Given that, does it strike you as curious that the six wise men, who undoubtedly have the best interests of Indian cricket at heart, are totally, completely silent on the question?
If the silence had been pervasive, if it had extended to all issues raised in recent days, we could understand it; we could reason, and say the idea behind the silence is to ensure that the situation does not get further aggravated.
The silence, though, is not pervasive, all encompassing. On one issue, the review committee is, through frontman Ranbir Singh Mahendra, very vocal.
Mahendra -- speaking for the committee -- rejected outright Chappell's allegation that Ganguly repeatedly faked injury to avoid facing fast bowling, and blew off training sessions.
"Some of the points, particularly with regards to injury, the captain Sourav faking injury etc, after hearing the concerned people, the committee came to the conclusion that whatever has been said is far from the truth," Mahendra said.
Hullo? Chappell's famous e-mail was an essay in explaining why Saurav Ganguly was not fit to lead the team. Ganguly was, Chappell said, physically and mentally unfit to lead.
The 'mental' part relates to the accusations of causing division, a la Laxman and others -- which, of course, has been treated with silence. The physical part relates to his blowing away training sessions, and feigning injuries.
Bear in mind that Chappell makes the further point that when he got that impression, he checked with several players, and they all told him that Ganguly clutching an elbow and going oo-aah-ouch was nothing new.
Nothing of the kind happened, Mahendra says. Phrased differently, Greg Chappell lied.
Lied, what is worse, with one transparent motive: to paint the national cricket captain in as bad a light as he could? Worse, he also said that he tried to make the team a party to this heinous lie.
Will the BCCI explain how it is in the 'best interests of Indian cricket' to have, as coach of the national side, a man who has -- by the BCCI's own admission -- lied so blatantly; in the process libeled a national cricket icon with over 15,000 international runs, not to mention a sterling string of triumphs, under his belt?
Now that you have branded Chappell a liar, Mr Mahendra, do you expect us, the fans and the media, to take him seriously any more; to give credence to anything he may say in future?
Having branded your coach a liar, Mr Mahendra, do you now expect the players in the dressing room to take him seriously, to respect him, to heed him?

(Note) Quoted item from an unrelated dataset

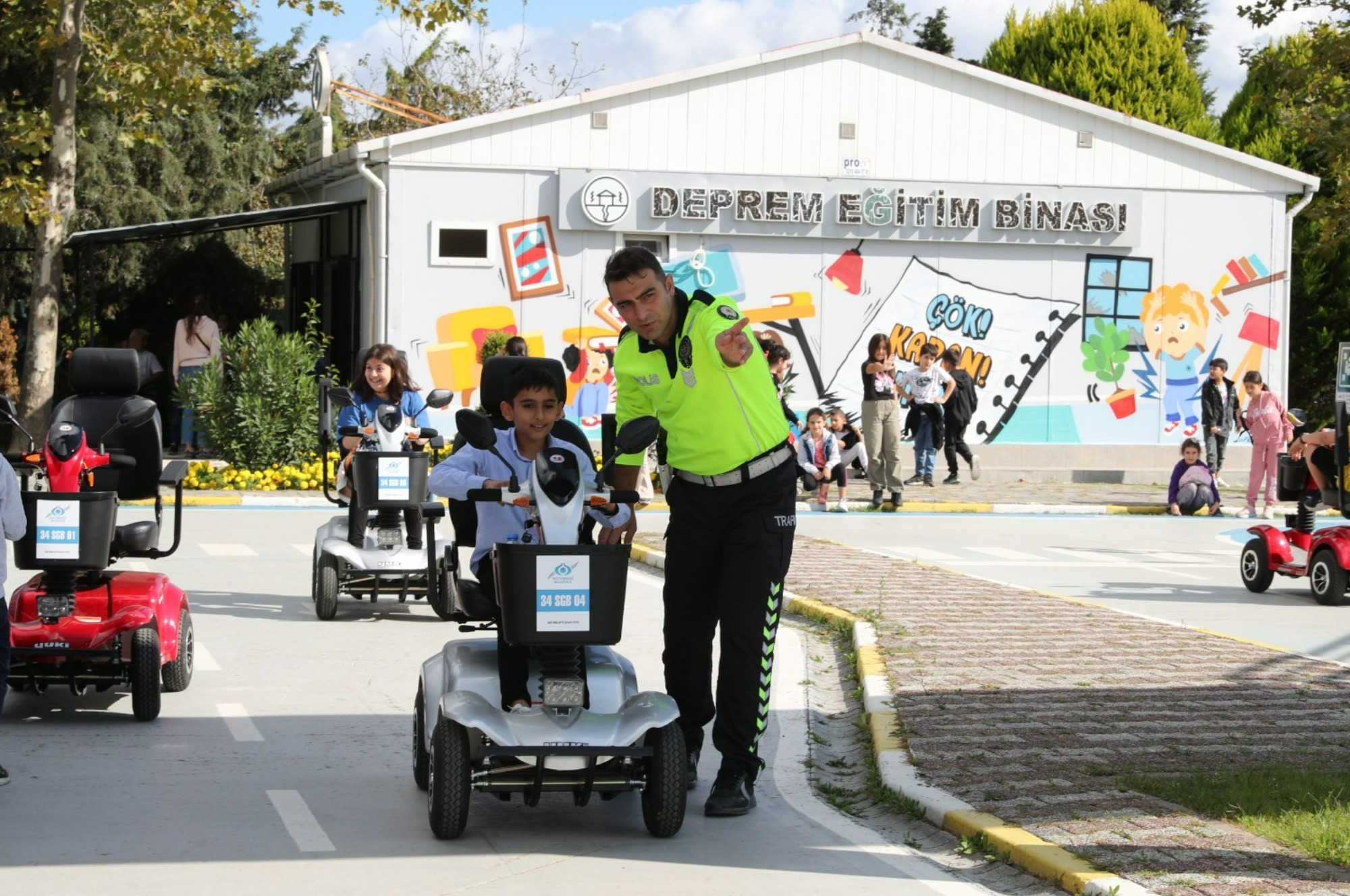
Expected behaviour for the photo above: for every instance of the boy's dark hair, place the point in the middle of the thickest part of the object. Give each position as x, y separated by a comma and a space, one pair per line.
530, 377
632, 261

Why, since you so obviously have the 'best interests of Indian cricket' so much at heart, have you not sacked this man outright?
Will you please explain how it was in the 'best interest' of Indian cricket to not sack Chappell (don't waffle about contracts, please -- no contract drawn up by any kind of professional fails to include a morals clause), to retain this man, in his post? Oh, but I forgot -- you did say no one will talk any more, did you not?